Der Kettensägen-Angreifer bleibt unauffindbar. Die Polizei hat auch in der Nacht auf Dienstag erfolglos nach dem Mann gesucht. Die ganze Nacht seien Beamte im Einsatz gewesen, sagte ein Sprecher der Schaffhauser Polizei auf Anfrage der Nachrichtenagentur sda. Die Fahndung nach dem 51-Jährigen habe aber bislang nicht zum durchschlagenden Erfolg geführt.

Schweizer Polizisten waren auch in der Umgebung von Schaffhausen nahe der Grenze zu Deutschland mit Spürhunden im Einsatz.

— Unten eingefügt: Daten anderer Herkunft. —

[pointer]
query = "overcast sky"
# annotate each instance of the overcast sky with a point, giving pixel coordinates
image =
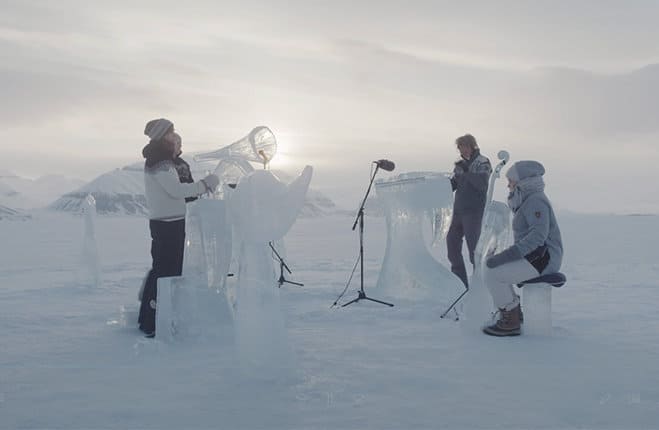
(573, 84)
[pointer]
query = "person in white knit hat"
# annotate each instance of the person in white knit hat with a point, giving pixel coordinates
(538, 247)
(165, 197)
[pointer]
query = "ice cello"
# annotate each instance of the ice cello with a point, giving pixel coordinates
(410, 200)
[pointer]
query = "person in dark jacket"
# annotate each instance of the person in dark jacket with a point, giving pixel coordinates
(469, 181)
(182, 167)
(165, 197)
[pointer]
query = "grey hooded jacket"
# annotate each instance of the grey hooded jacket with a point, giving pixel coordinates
(534, 222)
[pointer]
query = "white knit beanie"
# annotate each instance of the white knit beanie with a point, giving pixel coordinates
(525, 169)
(157, 128)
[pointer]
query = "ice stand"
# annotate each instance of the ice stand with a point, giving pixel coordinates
(410, 201)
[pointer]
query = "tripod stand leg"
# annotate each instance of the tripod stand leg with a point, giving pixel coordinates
(379, 301)
(454, 303)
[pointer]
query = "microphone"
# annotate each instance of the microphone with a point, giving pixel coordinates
(387, 165)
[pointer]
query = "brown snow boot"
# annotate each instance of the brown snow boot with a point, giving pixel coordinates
(508, 323)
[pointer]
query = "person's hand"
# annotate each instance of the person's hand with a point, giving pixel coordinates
(510, 254)
(458, 169)
(211, 182)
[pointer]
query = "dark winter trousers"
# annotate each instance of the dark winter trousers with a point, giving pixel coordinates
(167, 244)
(467, 225)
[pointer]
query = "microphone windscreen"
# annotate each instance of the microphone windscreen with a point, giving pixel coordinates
(387, 165)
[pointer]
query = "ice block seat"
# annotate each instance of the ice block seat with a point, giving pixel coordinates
(536, 302)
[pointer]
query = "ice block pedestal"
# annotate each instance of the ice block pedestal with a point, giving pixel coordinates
(536, 305)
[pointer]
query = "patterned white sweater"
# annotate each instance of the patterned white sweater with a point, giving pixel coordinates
(165, 194)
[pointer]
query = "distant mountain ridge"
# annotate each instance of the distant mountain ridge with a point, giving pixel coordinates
(24, 193)
(121, 192)
(13, 214)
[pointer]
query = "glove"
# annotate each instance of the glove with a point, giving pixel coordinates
(211, 182)
(458, 169)
(506, 256)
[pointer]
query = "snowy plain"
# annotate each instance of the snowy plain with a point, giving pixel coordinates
(67, 361)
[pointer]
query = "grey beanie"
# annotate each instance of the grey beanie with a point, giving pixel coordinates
(525, 169)
(157, 128)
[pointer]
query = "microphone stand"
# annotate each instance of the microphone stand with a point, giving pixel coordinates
(283, 266)
(360, 219)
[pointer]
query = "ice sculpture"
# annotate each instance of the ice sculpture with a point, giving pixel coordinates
(262, 209)
(259, 146)
(203, 301)
(410, 201)
(89, 270)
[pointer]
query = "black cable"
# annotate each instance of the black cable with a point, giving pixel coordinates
(347, 284)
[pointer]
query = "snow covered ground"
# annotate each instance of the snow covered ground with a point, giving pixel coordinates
(66, 360)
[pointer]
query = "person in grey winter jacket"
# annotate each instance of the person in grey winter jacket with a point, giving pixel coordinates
(469, 181)
(538, 247)
(165, 197)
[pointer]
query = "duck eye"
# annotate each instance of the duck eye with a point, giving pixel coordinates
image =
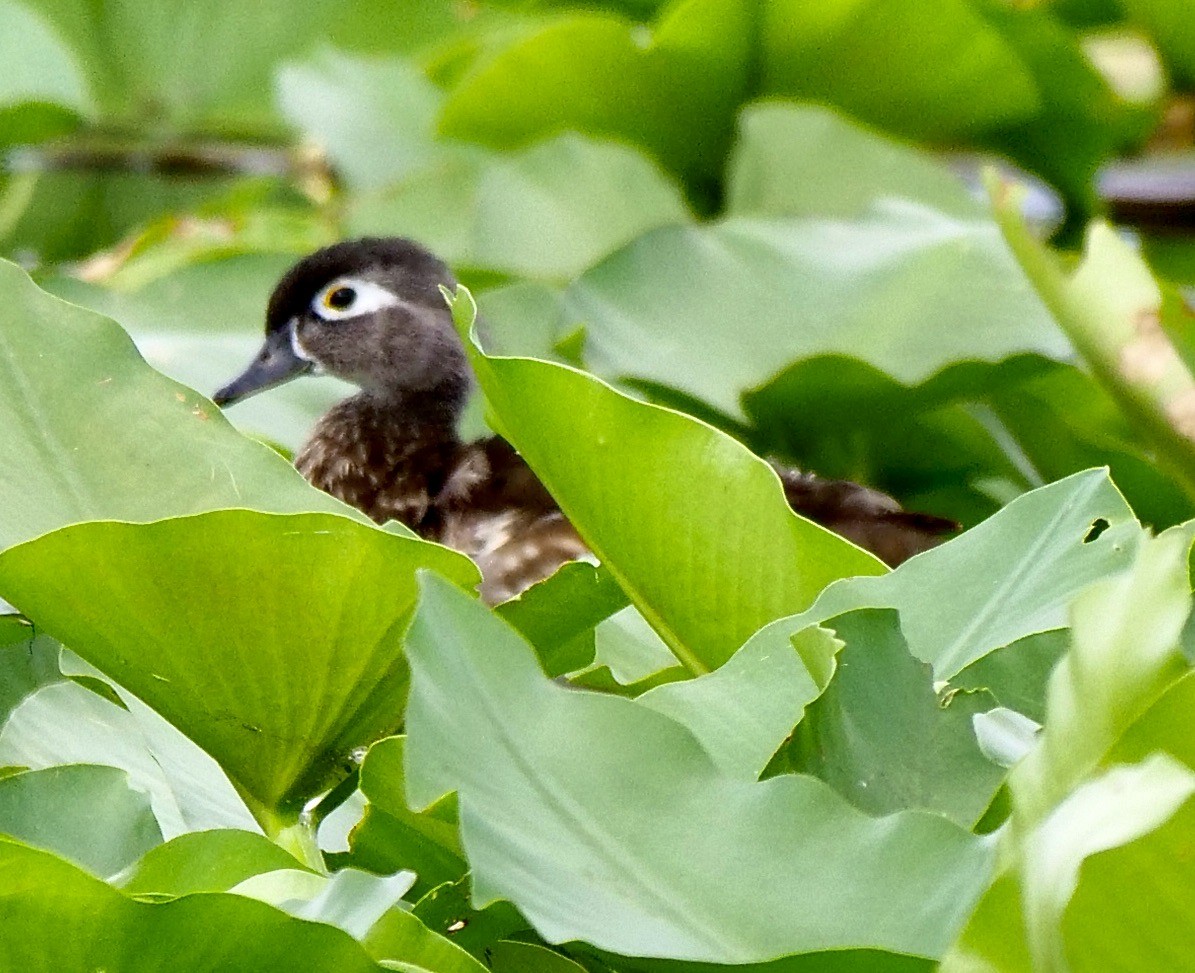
(341, 299)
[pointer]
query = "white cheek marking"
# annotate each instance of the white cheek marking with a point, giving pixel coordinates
(299, 350)
(369, 298)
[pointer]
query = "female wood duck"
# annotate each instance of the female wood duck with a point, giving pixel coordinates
(369, 311)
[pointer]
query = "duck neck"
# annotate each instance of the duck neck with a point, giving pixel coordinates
(415, 415)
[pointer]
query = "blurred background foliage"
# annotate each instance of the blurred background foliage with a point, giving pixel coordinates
(763, 212)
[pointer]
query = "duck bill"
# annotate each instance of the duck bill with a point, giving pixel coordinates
(274, 365)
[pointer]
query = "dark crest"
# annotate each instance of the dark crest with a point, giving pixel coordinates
(423, 273)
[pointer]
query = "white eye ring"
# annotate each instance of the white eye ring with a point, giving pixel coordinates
(350, 298)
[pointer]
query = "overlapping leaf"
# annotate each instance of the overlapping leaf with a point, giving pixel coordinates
(1011, 576)
(274, 642)
(56, 917)
(604, 820)
(692, 526)
(1067, 805)
(93, 433)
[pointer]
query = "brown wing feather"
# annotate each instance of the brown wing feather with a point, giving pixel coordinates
(496, 511)
(869, 518)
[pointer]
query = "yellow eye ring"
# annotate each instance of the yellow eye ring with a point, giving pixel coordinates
(339, 299)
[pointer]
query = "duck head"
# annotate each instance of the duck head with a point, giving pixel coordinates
(367, 311)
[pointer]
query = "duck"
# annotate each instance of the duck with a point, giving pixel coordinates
(372, 311)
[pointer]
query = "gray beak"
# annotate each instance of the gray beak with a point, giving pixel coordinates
(274, 365)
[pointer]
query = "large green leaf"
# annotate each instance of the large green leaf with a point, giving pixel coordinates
(57, 918)
(1111, 307)
(375, 118)
(66, 723)
(797, 160)
(1170, 28)
(742, 711)
(1080, 123)
(559, 614)
(104, 436)
(25, 664)
(896, 271)
(549, 212)
(273, 641)
(694, 528)
(200, 325)
(882, 738)
(1009, 577)
(42, 90)
(1066, 806)
(670, 89)
(391, 836)
(206, 66)
(204, 861)
(931, 71)
(602, 820)
(85, 813)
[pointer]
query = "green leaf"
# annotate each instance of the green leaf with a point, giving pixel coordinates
(883, 739)
(1080, 123)
(1009, 577)
(1150, 929)
(374, 117)
(1114, 811)
(1018, 673)
(206, 861)
(89, 814)
(1126, 649)
(1111, 310)
(206, 67)
(1170, 28)
(727, 538)
(670, 89)
(895, 271)
(547, 212)
(318, 603)
(1066, 803)
(66, 723)
(42, 90)
(59, 918)
(105, 436)
(447, 910)
(25, 664)
(602, 820)
(349, 899)
(509, 956)
(742, 711)
(194, 326)
(558, 614)
(937, 72)
(399, 935)
(789, 161)
(392, 837)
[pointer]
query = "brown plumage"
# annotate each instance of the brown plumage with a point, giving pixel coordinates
(371, 311)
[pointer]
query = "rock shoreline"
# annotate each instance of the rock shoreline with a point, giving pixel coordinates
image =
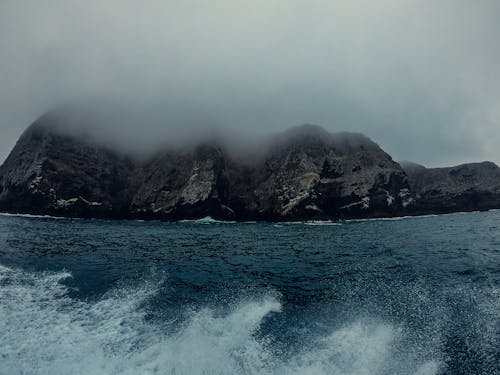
(305, 174)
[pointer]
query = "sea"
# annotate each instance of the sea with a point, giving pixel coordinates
(411, 295)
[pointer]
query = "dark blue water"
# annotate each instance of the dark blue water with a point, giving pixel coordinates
(409, 296)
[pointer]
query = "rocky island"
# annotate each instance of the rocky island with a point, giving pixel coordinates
(305, 173)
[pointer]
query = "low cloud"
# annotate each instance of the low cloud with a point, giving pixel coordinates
(420, 77)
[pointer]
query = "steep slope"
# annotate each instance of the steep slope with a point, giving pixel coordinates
(303, 173)
(49, 172)
(182, 185)
(466, 187)
(310, 173)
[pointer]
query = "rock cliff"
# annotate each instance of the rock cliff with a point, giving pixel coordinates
(304, 173)
(466, 187)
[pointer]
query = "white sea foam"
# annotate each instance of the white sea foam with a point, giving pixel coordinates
(32, 216)
(207, 220)
(44, 331)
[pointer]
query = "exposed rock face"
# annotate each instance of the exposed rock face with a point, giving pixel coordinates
(312, 174)
(183, 185)
(51, 173)
(466, 187)
(306, 173)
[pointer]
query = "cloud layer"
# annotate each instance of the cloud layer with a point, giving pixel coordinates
(420, 77)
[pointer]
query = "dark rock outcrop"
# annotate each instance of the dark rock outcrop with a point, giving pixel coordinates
(466, 187)
(49, 172)
(305, 173)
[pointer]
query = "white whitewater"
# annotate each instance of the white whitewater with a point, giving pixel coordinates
(44, 331)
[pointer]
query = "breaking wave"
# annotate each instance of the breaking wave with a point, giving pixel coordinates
(45, 331)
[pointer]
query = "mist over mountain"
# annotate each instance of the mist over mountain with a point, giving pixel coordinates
(417, 76)
(304, 173)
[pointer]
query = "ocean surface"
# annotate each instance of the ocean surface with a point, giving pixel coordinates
(402, 296)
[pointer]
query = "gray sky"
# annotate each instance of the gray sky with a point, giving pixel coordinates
(420, 77)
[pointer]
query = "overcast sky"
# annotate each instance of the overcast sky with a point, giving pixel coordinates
(420, 77)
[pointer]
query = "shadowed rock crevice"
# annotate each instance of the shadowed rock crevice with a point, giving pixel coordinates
(304, 173)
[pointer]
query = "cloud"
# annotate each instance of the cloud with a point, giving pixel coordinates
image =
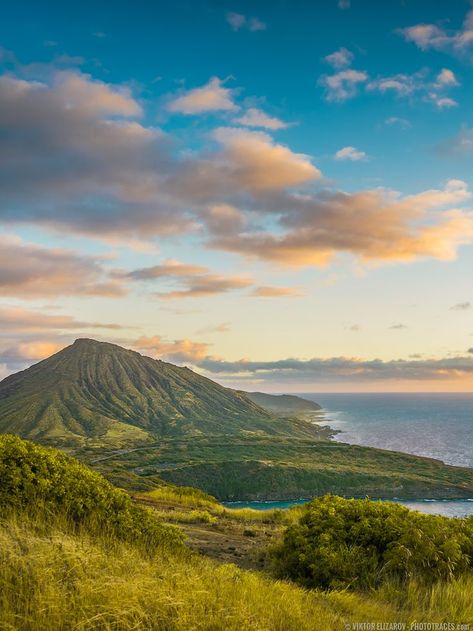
(211, 97)
(223, 327)
(208, 285)
(254, 117)
(255, 162)
(170, 269)
(339, 370)
(460, 145)
(275, 292)
(343, 85)
(31, 271)
(72, 159)
(24, 353)
(341, 58)
(417, 85)
(373, 225)
(239, 21)
(396, 121)
(457, 42)
(446, 77)
(193, 281)
(350, 153)
(461, 306)
(175, 351)
(21, 320)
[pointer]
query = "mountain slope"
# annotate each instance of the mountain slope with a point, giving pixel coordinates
(99, 394)
(283, 404)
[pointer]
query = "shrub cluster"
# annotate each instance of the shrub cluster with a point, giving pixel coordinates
(44, 480)
(338, 543)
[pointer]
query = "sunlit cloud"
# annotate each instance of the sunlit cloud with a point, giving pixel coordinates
(30, 271)
(20, 320)
(239, 21)
(457, 42)
(177, 350)
(275, 292)
(341, 58)
(350, 153)
(255, 117)
(343, 85)
(372, 225)
(193, 281)
(211, 97)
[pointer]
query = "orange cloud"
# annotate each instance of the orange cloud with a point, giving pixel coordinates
(31, 271)
(178, 350)
(275, 292)
(212, 96)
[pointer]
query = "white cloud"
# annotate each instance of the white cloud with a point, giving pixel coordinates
(343, 85)
(395, 120)
(430, 36)
(239, 21)
(341, 58)
(254, 117)
(211, 97)
(350, 153)
(446, 77)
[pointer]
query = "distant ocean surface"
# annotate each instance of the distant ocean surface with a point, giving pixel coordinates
(434, 425)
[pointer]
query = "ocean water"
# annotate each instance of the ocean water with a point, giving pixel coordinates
(434, 425)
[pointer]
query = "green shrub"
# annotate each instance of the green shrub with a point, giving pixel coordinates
(44, 480)
(338, 543)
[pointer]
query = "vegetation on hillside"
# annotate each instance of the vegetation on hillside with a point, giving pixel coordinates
(61, 570)
(141, 422)
(338, 543)
(98, 395)
(283, 404)
(48, 484)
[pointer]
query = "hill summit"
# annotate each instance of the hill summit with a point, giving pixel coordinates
(95, 393)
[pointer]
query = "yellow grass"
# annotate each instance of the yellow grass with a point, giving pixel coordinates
(52, 581)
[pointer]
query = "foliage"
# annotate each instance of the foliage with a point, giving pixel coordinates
(45, 481)
(340, 543)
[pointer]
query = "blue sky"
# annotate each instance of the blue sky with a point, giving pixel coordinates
(230, 185)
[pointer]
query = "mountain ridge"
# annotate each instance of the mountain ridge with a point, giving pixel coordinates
(97, 392)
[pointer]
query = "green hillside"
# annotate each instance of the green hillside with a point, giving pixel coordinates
(75, 553)
(98, 394)
(283, 404)
(140, 421)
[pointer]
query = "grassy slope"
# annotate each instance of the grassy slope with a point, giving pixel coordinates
(54, 576)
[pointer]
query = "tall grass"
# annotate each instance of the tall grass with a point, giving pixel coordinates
(54, 581)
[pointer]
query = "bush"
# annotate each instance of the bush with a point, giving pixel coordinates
(44, 480)
(338, 543)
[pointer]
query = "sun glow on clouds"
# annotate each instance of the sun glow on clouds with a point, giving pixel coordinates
(89, 163)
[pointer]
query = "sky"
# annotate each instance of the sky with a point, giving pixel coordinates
(275, 194)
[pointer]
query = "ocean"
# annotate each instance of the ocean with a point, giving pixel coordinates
(434, 425)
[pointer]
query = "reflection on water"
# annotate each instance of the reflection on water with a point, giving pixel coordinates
(448, 508)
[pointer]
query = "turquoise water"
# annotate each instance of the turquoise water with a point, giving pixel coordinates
(449, 508)
(434, 425)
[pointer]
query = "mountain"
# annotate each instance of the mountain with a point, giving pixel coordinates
(283, 404)
(98, 394)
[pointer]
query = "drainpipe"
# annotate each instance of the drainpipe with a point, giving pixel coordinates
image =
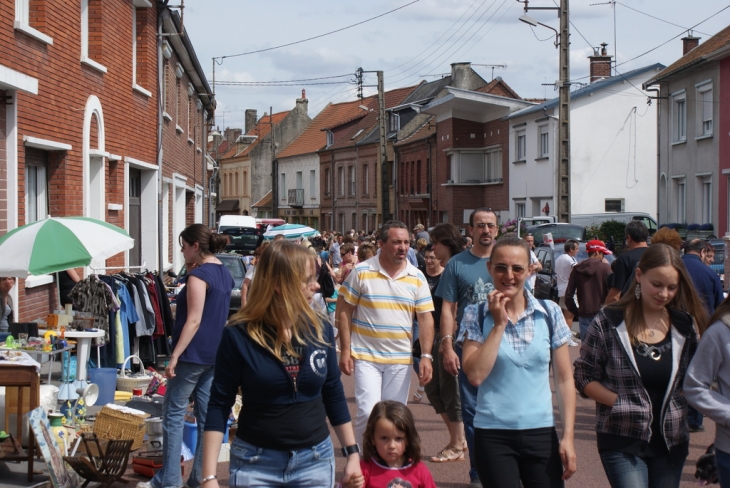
(160, 81)
(430, 183)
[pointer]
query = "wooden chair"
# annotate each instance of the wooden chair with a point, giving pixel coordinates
(101, 466)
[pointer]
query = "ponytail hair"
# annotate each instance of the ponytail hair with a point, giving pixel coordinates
(208, 241)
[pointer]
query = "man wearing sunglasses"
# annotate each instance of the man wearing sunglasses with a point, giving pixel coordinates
(466, 281)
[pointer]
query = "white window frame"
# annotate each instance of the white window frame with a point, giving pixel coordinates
(680, 198)
(679, 117)
(22, 22)
(705, 109)
(543, 141)
(85, 59)
(36, 199)
(704, 193)
(521, 145)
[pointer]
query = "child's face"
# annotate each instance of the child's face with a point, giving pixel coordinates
(390, 443)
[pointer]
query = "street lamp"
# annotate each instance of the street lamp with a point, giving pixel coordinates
(562, 41)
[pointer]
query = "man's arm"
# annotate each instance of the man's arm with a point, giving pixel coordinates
(448, 328)
(344, 322)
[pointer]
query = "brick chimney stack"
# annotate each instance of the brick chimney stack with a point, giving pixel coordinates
(688, 43)
(600, 64)
(250, 120)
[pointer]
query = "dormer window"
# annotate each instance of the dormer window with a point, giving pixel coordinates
(394, 122)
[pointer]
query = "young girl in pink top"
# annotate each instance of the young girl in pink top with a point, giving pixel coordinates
(392, 451)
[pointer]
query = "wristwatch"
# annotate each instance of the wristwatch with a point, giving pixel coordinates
(346, 451)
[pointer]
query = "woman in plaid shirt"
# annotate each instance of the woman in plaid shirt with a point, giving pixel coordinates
(632, 363)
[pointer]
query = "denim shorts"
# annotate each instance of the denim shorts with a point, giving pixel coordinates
(253, 466)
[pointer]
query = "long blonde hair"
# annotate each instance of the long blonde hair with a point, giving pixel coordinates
(686, 299)
(276, 299)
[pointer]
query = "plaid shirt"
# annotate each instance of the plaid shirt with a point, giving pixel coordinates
(518, 335)
(606, 357)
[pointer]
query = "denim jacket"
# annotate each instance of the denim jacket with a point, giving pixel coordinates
(606, 356)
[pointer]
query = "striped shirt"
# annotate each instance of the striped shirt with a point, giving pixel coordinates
(384, 306)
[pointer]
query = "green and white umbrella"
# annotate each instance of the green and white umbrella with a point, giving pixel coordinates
(56, 244)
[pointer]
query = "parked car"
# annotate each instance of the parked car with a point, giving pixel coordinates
(243, 240)
(236, 266)
(546, 283)
(561, 232)
(718, 265)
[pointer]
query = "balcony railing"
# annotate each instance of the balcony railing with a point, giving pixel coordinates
(296, 197)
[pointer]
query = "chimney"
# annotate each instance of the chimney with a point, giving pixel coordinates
(250, 120)
(690, 42)
(462, 75)
(600, 63)
(302, 103)
(232, 135)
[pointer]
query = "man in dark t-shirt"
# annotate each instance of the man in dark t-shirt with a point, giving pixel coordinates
(636, 237)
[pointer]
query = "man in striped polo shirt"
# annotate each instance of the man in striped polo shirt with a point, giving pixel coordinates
(375, 317)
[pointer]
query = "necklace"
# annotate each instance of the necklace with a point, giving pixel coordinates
(652, 351)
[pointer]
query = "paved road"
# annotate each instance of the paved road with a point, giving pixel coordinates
(590, 471)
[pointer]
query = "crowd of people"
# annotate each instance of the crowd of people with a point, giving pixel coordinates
(353, 304)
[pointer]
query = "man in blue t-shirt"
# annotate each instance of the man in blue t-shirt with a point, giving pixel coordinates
(466, 281)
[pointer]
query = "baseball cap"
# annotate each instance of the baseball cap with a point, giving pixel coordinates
(597, 246)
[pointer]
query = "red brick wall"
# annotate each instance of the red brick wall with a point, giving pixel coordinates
(64, 85)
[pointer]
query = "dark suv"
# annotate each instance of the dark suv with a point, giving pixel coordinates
(546, 283)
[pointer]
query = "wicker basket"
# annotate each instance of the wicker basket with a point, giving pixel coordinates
(112, 424)
(130, 383)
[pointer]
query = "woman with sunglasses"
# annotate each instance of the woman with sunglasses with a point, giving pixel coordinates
(508, 345)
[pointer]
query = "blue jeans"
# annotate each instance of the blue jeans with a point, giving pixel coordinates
(583, 324)
(191, 380)
(468, 395)
(629, 471)
(722, 463)
(256, 466)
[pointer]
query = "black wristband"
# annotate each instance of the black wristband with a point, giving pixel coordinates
(346, 451)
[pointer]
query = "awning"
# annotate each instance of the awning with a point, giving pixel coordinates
(228, 206)
(264, 202)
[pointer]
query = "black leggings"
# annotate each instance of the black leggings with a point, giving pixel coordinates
(506, 457)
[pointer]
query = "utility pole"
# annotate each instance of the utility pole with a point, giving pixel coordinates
(384, 172)
(564, 117)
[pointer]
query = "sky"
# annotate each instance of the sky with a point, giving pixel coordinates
(414, 40)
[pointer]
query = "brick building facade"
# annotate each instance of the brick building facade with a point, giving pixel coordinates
(79, 123)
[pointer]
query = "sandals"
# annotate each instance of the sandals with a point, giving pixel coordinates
(449, 454)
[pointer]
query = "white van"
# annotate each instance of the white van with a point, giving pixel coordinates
(587, 220)
(236, 222)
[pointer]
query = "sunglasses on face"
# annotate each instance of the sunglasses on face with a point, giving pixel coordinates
(503, 268)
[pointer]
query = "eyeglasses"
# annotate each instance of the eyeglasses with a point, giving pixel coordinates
(502, 269)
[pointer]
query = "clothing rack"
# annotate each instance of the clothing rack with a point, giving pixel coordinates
(143, 266)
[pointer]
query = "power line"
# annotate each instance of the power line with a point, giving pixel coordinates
(657, 18)
(321, 35)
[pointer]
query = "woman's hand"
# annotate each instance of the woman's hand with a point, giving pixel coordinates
(567, 456)
(497, 303)
(353, 477)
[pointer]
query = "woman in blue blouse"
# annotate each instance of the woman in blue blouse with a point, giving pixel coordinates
(281, 355)
(507, 355)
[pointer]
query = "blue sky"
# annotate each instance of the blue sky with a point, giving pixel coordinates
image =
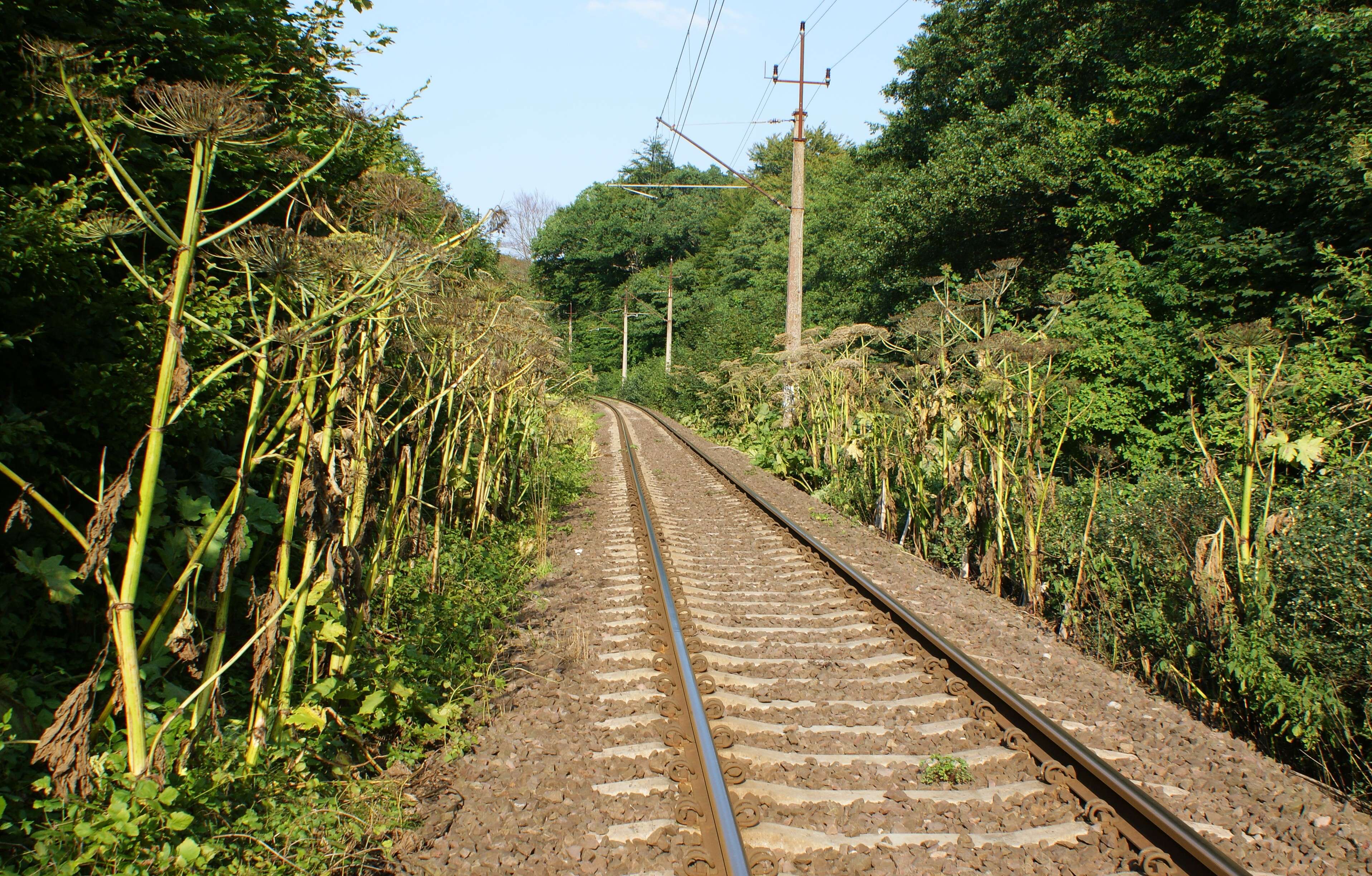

Es gebe aber keine Hinweise darauf, dass der Gesuchte über die Grenze nach Deutschland geflüchtet sei, sagte ein Sprecher des Lagezentrums im deutschen Baden-Württemberg der Nachrichtenagentur dpa.

Details zum Einsatz nannte die Schaffhauser Polizei vorerst nicht. Die Behörden wollen am Dienstag um 10 Uhr mit einer Mitteilung weiter informieren.

Gestern morgen hat ein mit einer Motorsäge bewaffneter Mann in der Schaffhauser Altstadt die CSS-Versicherung-Filiale gestürmt. Er ist ins Bürogebäude an der Vorstadt eingedrungen und hat mit der Motorsäge zwei Angestellte der Krankenversicherung verletzt. Einen schwer, dieser ist aber ausser Lebensgefahr. Der andere und drei weitere Personen wurden leicht verletzt. Der mutmassliche Täter ist ein Kunde der CSS, wie deren Mediensprecherin Christina Wettstein auf Anfrage sagte. Danach flüchtete er. «Wir haben keine Ahnung, wo er sich aufhält», sagte gestern Ravi Landolt, Einsatzleiter der Schaffhauser Polizei. Zudem sei dieser vermutlich noch mit der Motorsäge bewaffnet. Die Staatsanwaltschaft warnt: «Der Täter ist gefährlich, aggressiv und psychisch anfällig», so der Erste Staatsanwalt Peter Sticher.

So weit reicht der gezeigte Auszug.